The legal basis for the filed observations against the 101 applications was Article 5(1)(l) of the Trademarks Law. Article 5(1)(l) provides that registration shall be refused for trademarks that contain, without the permission of the competent authorities, reproductions or imitations of armorial bearings, flags, other emblems, abbreviations, initials, or denominations that are governed by Article 6ter of the Paris Convention and that belong to international intergovernmental organizations.
The European Commission argued that the applications in question each contained an imitation of the official emblem of the European Union, a circle of 12 gold stars on a blue background, which belongs to the European Union and is the sole symbol of the European Commission.
Following the filing of the observation notices, Silviu Vasile Prigoana abandoned his applications.

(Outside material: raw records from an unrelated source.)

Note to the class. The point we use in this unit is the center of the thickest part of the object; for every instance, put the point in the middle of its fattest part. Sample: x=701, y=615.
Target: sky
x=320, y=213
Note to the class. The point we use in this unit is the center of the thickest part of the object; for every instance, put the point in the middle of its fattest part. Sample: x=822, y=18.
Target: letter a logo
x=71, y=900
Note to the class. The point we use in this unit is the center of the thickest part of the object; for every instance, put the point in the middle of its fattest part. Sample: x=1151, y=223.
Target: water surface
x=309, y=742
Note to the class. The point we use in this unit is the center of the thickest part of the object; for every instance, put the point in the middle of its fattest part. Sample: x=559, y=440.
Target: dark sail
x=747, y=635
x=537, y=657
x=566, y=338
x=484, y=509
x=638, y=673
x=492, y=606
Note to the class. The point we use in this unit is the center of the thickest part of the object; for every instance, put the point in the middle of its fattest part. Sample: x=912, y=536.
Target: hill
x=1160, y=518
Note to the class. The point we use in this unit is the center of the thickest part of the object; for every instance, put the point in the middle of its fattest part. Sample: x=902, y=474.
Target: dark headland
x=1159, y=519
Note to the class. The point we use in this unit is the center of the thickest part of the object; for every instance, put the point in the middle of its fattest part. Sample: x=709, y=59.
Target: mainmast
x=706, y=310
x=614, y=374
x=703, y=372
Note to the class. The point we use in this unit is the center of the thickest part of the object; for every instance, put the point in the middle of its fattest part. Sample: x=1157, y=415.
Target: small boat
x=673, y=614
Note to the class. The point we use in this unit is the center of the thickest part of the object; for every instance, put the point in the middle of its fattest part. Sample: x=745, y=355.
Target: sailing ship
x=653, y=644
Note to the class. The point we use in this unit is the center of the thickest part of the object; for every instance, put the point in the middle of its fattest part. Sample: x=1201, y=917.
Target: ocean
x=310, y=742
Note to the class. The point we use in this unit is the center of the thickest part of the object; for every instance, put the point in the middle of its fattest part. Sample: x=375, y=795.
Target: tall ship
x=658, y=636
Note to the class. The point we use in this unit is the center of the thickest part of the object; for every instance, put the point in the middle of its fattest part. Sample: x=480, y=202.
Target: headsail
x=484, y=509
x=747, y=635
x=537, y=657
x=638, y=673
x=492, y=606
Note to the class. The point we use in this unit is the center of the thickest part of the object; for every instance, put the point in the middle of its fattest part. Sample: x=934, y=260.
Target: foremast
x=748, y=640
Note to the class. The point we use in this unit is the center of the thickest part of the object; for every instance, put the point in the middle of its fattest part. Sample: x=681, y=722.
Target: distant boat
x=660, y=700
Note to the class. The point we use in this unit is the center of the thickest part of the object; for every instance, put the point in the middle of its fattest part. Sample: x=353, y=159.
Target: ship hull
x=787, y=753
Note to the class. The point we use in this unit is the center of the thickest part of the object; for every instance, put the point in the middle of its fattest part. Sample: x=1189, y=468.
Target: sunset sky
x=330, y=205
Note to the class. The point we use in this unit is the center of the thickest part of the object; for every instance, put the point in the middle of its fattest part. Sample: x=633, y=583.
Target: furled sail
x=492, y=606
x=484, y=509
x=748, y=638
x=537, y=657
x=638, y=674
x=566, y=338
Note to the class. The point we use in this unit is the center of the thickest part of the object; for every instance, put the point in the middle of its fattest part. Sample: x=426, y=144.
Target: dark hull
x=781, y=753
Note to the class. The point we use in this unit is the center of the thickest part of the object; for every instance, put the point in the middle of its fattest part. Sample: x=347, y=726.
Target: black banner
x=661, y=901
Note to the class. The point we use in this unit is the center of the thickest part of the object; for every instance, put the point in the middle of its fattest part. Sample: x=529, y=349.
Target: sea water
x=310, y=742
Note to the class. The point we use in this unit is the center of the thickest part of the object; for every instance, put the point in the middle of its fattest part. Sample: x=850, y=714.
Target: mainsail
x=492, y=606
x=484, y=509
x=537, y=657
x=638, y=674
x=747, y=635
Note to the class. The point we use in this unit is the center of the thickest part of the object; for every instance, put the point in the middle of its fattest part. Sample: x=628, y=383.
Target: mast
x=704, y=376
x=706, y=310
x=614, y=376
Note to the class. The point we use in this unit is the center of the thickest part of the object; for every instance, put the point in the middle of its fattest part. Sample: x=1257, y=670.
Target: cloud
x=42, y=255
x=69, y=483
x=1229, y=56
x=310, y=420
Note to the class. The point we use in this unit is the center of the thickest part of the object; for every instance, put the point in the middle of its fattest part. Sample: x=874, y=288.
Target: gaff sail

As a result of these observations and in order to clearly regulate the protection conferred in Romania to the European Union emblem, the State Office for Inventions and Trademarks inserted, in the Implementing Regulations to the Trademarks Law, a specific provision on protection of the European Union’s emblems. Accordingly, the Regulations currently provide in Article 20(14) that “… signs containing emblems or parts of the European emblem owned by the Council of Europe shall be refused registration.”